While the exact science of forming an air cavity within a liquid for submarines is complex, the phenomenon is easy to observe in a simple college prank. Clanking one full beer bottle on top of another compresses the beer in the bottom bottle, causing it to release air bubbles rapidly and overflow. For submarines, the bubbles come from a gas ejected out of a special nozzle at the nose, but the vessel has to be going a fast speed–thus compressing the air in front of it–in order for supercavitation to take effect. Once it’s going super fast inside a pocket of air, steering becomes hard as the vessel behaves almost like a missile.

The Harbin researchers’ concept may help the submarine get up to the speed where supercavitation can start to happen. First, the vessel releases a special liquid membrane over itself, reducing drag before the supercavitation takes effect. Then, to steer the craft, the drivers alter how much and where the liquid membrane gets replenished, creating areas of lesser and greater friction that turn the vessel. (The finer details of the design and how it works are being kept secret by the military.)

Membrane steering is a breakthrough for supercavitation, but the scientists at Harbin’s Complex Flow and Heat Transfer Lab acknowledge that it alone isn’t enough to make super fast submarines possible. Such a craft still needs a rocket engine that works underwater, and one that can last long enough to complete the cross-Pacific journey.

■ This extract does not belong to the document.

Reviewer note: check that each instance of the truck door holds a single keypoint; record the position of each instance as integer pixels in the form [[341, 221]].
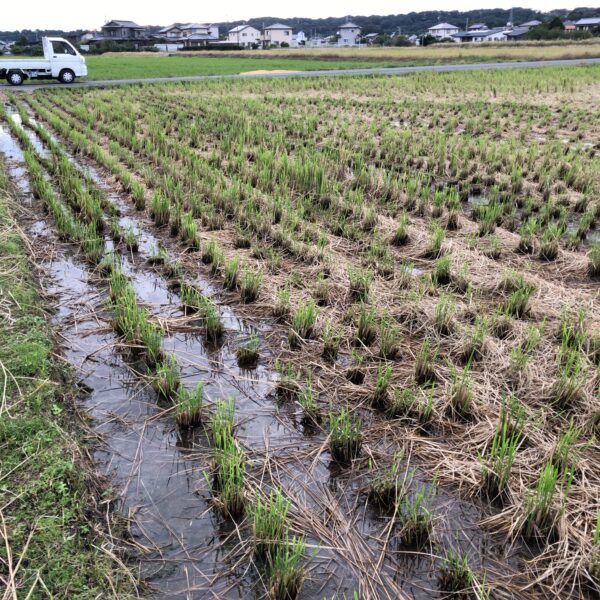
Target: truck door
[[62, 56]]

Supercavitation itself isn’t new. Military researchers from multiple countries started working on the idea decades ago. In the 1960s Russia started work on the Shkval supercavitating “underwater rocket,” which had a maximum range of about four miles. The United States started working on a supercavitating torpedo in 1997, and DARPA announced a program to develop a supercavitating mini-submarine in 2006. Range and steering posed problems for all of these projects, but the Harbin Institute’s liquid membrane might be the breakthrough needed that lets submarines fly underwater like rockets. With luck, the supersonic submarine will fare better than attempts at hypersonic missiles.